I’m also trying to comment on other people’s blogs, and today I received a really useful response to a short comment I had left on Joeyanne’s blog. Just a casual comment on how I am realising I have to do more research to make decisions in my current position based on data, rather than in response to a a fad or a gut instinct. Anyway Hazel replied to my comment with a link to a recently published paper and a draft of an upcoming paper. So handy. As someone who recently blogged asking for reading tips, this is definitely spoonfeeding me into reading more on librarianship : – )
Up till now I have really been in service desk roles, both as a staff member and then as a supervisor, and manager. This allows someone like me, an extravert with a more instinctive than logical way of thinking, carte blanche to base a lot of my working style on crisis management – as in action and reaction. Hazel’s paper discusses such reactions – “There are, of course, reasons why practitioners are often obliged to make decisions without referring to the extant literature of the domain, a process that has been labelled ‘evaluation bypass’” (p.84), and highlights that service delivery suffers.
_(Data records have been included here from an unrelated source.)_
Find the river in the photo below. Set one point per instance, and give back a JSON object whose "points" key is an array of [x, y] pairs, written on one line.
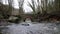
{"points": [[38, 28]]}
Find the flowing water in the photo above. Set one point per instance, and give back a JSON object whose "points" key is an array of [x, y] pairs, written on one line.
{"points": [[39, 28]]}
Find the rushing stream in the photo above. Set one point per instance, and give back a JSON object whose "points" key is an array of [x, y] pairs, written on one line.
{"points": [[39, 28]]}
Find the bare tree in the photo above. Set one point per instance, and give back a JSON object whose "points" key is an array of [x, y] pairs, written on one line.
{"points": [[21, 2]]}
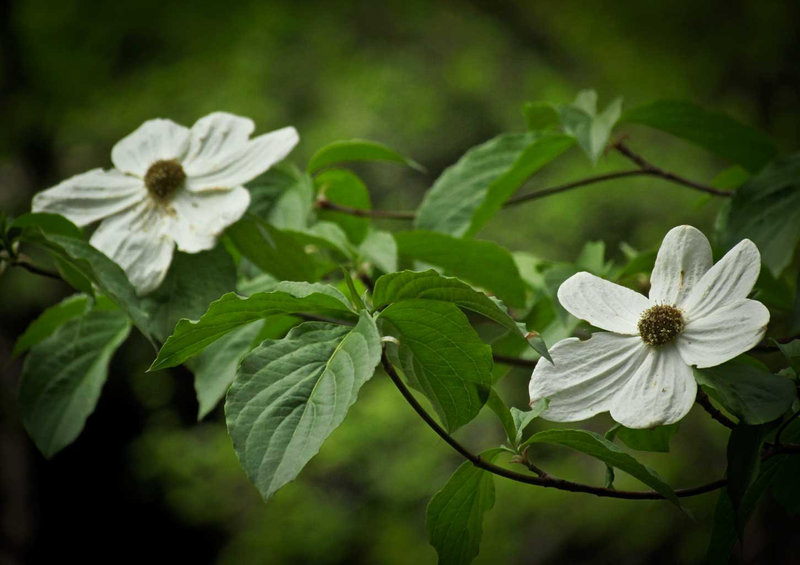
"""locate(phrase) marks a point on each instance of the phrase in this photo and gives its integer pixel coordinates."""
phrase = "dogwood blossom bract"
(640, 368)
(169, 185)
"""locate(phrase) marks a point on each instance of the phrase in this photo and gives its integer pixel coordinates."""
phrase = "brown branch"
(31, 268)
(542, 481)
(651, 169)
(569, 186)
(703, 400)
(324, 204)
(515, 361)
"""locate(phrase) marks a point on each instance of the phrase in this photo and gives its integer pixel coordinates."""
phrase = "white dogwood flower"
(169, 185)
(640, 369)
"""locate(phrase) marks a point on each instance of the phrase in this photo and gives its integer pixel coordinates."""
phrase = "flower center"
(660, 324)
(163, 179)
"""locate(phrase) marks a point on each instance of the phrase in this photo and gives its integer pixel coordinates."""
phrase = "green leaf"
(49, 321)
(482, 263)
(441, 355)
(48, 223)
(791, 351)
(272, 250)
(748, 390)
(728, 523)
(744, 451)
(766, 209)
(97, 268)
(357, 150)
(283, 196)
(653, 439)
(232, 311)
(379, 249)
(600, 448)
(592, 130)
(469, 193)
(344, 188)
(215, 368)
(715, 132)
(522, 418)
(290, 394)
(430, 285)
(455, 513)
(63, 375)
(540, 115)
(192, 283)
(501, 410)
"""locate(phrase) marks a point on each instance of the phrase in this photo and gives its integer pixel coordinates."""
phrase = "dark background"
(145, 483)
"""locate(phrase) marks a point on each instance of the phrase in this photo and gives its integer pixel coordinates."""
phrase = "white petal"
(200, 217)
(730, 280)
(723, 334)
(603, 304)
(661, 392)
(154, 140)
(136, 240)
(684, 257)
(242, 166)
(90, 196)
(213, 139)
(585, 376)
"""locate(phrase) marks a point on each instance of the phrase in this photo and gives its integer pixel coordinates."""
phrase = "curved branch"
(648, 168)
(705, 402)
(324, 204)
(542, 481)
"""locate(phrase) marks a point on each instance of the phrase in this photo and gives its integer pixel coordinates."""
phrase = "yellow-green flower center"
(661, 324)
(163, 179)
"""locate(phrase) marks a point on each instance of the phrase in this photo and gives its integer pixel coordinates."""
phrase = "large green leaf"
(357, 150)
(290, 394)
(96, 268)
(192, 283)
(379, 249)
(232, 311)
(395, 287)
(455, 513)
(274, 251)
(215, 368)
(744, 457)
(49, 321)
(345, 188)
(441, 355)
(766, 209)
(63, 375)
(653, 439)
(592, 130)
(283, 196)
(482, 263)
(747, 388)
(715, 132)
(597, 446)
(469, 193)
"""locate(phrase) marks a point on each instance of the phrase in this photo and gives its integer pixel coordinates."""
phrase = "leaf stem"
(325, 204)
(703, 400)
(542, 481)
(648, 168)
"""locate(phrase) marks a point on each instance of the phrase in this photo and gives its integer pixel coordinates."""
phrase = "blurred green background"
(431, 79)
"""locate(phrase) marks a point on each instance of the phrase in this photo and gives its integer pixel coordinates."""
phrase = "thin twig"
(31, 268)
(703, 400)
(324, 204)
(577, 184)
(651, 169)
(546, 481)
(783, 427)
(515, 361)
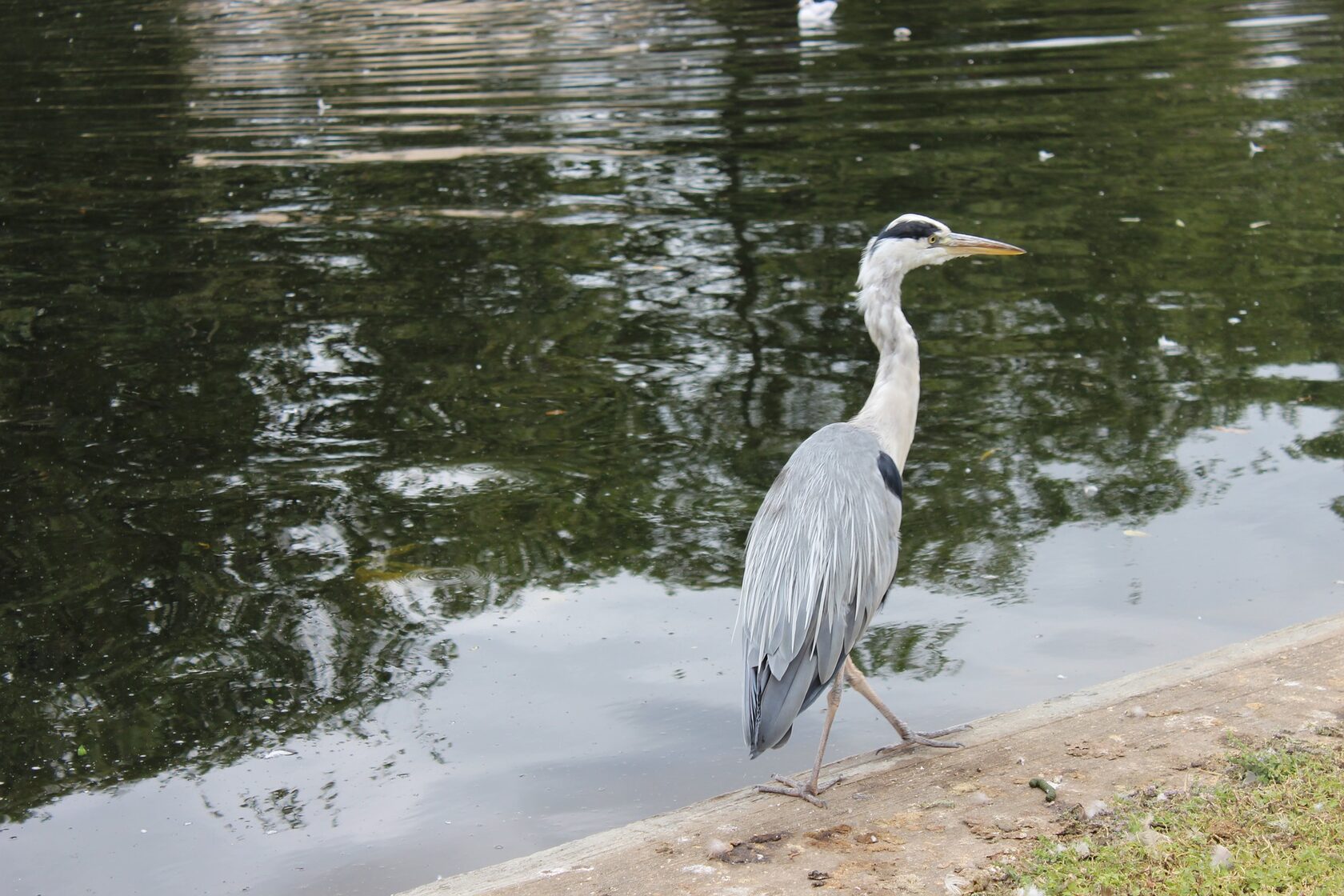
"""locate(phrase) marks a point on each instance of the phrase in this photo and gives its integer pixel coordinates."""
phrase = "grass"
(1278, 813)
The only reason I didn’t reinvent the wheel more often during my earlier time as a supervisor was because I had a vocal group of staff and great connections in other libraries who would gently alert me if I discussed a project I thought was more “new” than it was.
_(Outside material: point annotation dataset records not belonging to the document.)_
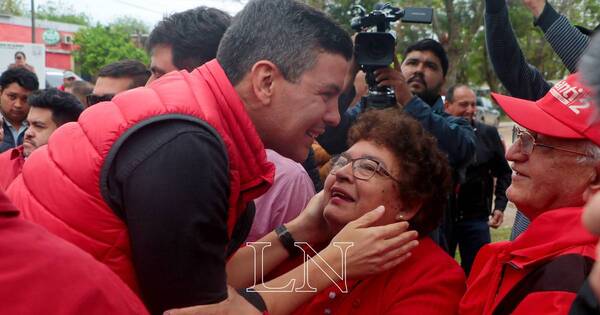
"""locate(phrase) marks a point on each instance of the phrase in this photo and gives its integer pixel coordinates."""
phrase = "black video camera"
(374, 45)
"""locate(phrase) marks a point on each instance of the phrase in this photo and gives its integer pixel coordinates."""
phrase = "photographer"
(417, 84)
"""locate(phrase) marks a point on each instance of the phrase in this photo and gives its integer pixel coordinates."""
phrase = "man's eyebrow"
(332, 86)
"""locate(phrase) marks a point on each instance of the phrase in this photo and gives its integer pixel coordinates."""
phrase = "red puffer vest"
(61, 184)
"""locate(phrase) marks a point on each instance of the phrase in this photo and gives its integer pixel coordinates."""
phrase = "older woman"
(392, 162)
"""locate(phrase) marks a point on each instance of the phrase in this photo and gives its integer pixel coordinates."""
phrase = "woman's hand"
(375, 248)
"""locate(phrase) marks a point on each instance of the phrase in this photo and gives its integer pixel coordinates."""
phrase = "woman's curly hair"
(424, 172)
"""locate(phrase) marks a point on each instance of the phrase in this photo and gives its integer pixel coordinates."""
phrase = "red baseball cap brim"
(528, 114)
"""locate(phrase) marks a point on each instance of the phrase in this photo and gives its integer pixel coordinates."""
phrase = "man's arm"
(566, 40)
(520, 78)
(171, 185)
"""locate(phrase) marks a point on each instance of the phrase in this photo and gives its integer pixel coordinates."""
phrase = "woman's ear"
(594, 186)
(408, 212)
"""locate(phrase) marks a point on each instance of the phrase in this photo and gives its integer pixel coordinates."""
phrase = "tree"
(101, 45)
(12, 7)
(59, 11)
(131, 25)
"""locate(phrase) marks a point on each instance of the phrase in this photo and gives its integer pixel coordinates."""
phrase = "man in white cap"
(556, 162)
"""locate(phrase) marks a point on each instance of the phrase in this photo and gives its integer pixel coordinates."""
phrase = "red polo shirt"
(429, 283)
(42, 274)
(11, 164)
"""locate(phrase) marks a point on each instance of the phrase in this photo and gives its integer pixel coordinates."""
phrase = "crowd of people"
(227, 176)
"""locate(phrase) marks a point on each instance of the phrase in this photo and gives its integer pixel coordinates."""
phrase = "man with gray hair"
(160, 186)
(556, 162)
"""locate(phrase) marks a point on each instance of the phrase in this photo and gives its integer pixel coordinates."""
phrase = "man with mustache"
(15, 85)
(49, 110)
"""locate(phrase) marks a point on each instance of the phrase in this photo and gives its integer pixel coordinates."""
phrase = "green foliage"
(12, 7)
(100, 45)
(59, 11)
(131, 25)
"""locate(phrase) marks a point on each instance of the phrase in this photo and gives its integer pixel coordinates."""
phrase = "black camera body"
(374, 45)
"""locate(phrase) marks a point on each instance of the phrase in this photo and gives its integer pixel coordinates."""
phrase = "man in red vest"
(556, 162)
(157, 184)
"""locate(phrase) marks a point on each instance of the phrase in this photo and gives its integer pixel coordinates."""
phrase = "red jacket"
(11, 164)
(61, 184)
(498, 267)
(42, 274)
(428, 283)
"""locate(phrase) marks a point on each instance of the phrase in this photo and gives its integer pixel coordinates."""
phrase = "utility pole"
(32, 21)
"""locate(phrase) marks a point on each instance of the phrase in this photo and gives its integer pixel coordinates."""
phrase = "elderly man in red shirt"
(556, 161)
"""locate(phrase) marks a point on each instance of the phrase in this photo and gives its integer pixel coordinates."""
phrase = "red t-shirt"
(42, 274)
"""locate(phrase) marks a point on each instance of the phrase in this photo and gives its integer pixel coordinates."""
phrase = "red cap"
(567, 111)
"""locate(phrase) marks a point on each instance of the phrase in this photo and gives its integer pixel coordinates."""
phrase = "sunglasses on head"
(93, 99)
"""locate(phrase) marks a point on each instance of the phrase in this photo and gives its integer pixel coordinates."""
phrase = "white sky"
(149, 11)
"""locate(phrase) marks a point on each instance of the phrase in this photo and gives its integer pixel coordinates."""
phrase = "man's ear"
(263, 75)
(594, 186)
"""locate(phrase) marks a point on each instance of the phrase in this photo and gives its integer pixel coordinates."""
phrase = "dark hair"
(23, 77)
(287, 33)
(133, 69)
(64, 106)
(193, 35)
(424, 171)
(452, 89)
(430, 45)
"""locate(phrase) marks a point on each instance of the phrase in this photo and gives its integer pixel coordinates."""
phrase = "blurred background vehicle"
(54, 77)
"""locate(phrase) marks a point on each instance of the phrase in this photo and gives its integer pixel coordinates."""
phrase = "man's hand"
(496, 219)
(375, 248)
(393, 78)
(535, 6)
(234, 305)
(310, 226)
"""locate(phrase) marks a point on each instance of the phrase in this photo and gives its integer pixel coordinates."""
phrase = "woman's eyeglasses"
(362, 168)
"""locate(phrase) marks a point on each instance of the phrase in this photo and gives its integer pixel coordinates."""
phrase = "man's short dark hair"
(64, 106)
(23, 77)
(430, 45)
(193, 35)
(452, 89)
(133, 69)
(287, 33)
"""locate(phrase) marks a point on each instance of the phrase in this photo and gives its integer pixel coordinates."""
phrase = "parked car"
(486, 113)
(54, 77)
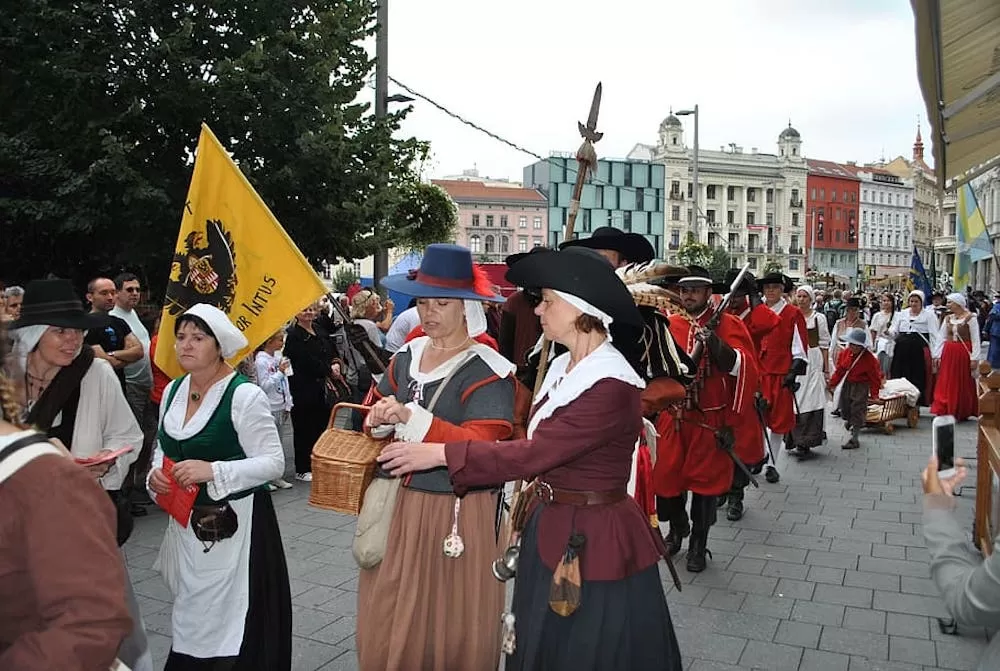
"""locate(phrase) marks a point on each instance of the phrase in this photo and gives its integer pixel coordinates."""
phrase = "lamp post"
(697, 190)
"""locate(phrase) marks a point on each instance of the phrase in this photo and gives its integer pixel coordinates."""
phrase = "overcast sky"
(843, 72)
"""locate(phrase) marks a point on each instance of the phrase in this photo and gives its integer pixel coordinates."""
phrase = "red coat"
(688, 457)
(776, 361)
(749, 432)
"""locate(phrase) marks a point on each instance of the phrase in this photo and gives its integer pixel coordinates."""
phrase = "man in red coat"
(759, 320)
(783, 357)
(689, 457)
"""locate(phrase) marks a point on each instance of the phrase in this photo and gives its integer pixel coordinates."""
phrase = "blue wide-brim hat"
(446, 271)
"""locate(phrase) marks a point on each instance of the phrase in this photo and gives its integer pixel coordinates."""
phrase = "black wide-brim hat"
(632, 246)
(582, 273)
(514, 258)
(777, 278)
(55, 303)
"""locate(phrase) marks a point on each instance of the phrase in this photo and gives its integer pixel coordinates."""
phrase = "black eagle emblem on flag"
(206, 270)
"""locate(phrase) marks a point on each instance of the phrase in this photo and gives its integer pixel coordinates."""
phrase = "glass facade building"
(626, 194)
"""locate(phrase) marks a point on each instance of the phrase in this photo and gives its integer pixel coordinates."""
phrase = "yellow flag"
(232, 253)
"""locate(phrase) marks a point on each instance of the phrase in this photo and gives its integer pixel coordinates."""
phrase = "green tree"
(773, 266)
(103, 104)
(344, 278)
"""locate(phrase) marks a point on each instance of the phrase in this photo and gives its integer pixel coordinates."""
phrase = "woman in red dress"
(958, 355)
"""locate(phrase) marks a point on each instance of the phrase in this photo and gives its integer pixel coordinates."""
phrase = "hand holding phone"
(943, 444)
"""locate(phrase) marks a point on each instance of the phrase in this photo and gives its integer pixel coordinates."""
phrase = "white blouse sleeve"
(977, 345)
(824, 332)
(259, 439)
(118, 426)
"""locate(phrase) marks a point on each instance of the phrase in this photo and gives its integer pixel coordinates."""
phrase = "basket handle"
(348, 406)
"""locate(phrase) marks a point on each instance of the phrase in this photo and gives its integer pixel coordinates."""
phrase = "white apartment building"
(885, 233)
(751, 203)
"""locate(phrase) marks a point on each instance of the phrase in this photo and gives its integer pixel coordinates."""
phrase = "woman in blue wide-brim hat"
(432, 603)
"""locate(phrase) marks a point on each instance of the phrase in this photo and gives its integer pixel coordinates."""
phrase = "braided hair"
(10, 405)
Moving up to the next level of management I received a supervisor who believed in documentation, data and planning. As with many great supervisors I am only appreciating him now that I don’t have him anymore! He carefully taught me that you can balance your instincts with data, and that planning doesn’t need to go on endlessly; a factor I used to state loudly led to planning killing creativity or individual ‘off the wall’ ideas. He, and some other colleagues, also reassured me that strategic planning is not something I was too stupid to grasp; something I was obsessed with when faced with project management templates and documentation.
I still haven’t written an article, or presented a talk at a conference. Basically anything I am doing at the time that might be a good topic I don’t see that I can present when it’s half finished – then when it’s implemented my attention span is gone and I am moving onto the next thing. Writing a paper on something that’s over! What effort. Perhaps next year I will stop being so lazy. Especially as it may be the only way I can get to conferences soon : – )
However I am less in awe of project documentation, and I enjoy searching out papers, websites, stories on how other people have faced the same challenges, or similar situations with a different perspective. So research is infiltrating my decision making a lot more.
Hall notes “A more positive observation is that some practitioners who claim not to be research active actually are. It is conceivable that they do not recognize as research their involvement in short-term projects that require the gathering and collating of data (for example by gathering responses to a question sent out to a listserv), and reporting findings. The issues here, then, are less to do with how to embark on research, and more concerned with the dissemination of findings.”(p85)
One of my colleagues is currently undertaking a trial of some new library search cloud based discovery systems. This involves her running focus groups with students and staff on what they look for in a discovery service, identifying preferred web interface design and search functionalities. She is running usability evaluations in a lab in conjunction with a colleague from Swinburne Uni.
Previously I wouldn’t have recognised what she was doing as research, until she presented a paper at a conference. Until then it would have been a project, in response to a particular need or planning goal. Now I get to hear something each week from her, that opens up our user group to study a little further. It’s fascinating. It also means we have measurable goalposts to aim the funding ball at (sorry too much soccer this week).
So I’m enjoying my observational role in librarianship research, and can consider a time in the future where I might even participate!
are from Hazel Hall, 2010, ‘Promoting the priorities of practitioner research engagement’, Journal of Librarianship and Information Science, 42(2) pp83-88, http://lis.sagepub.com/cgi/reprint/42/2/83
The first quote on p42 includes ideas from A. Booth, 2006, ‘Clear and Present Questions: Formulating Questions for Evidence-based Practice’, Library Hi Tech 24(3): 355–68.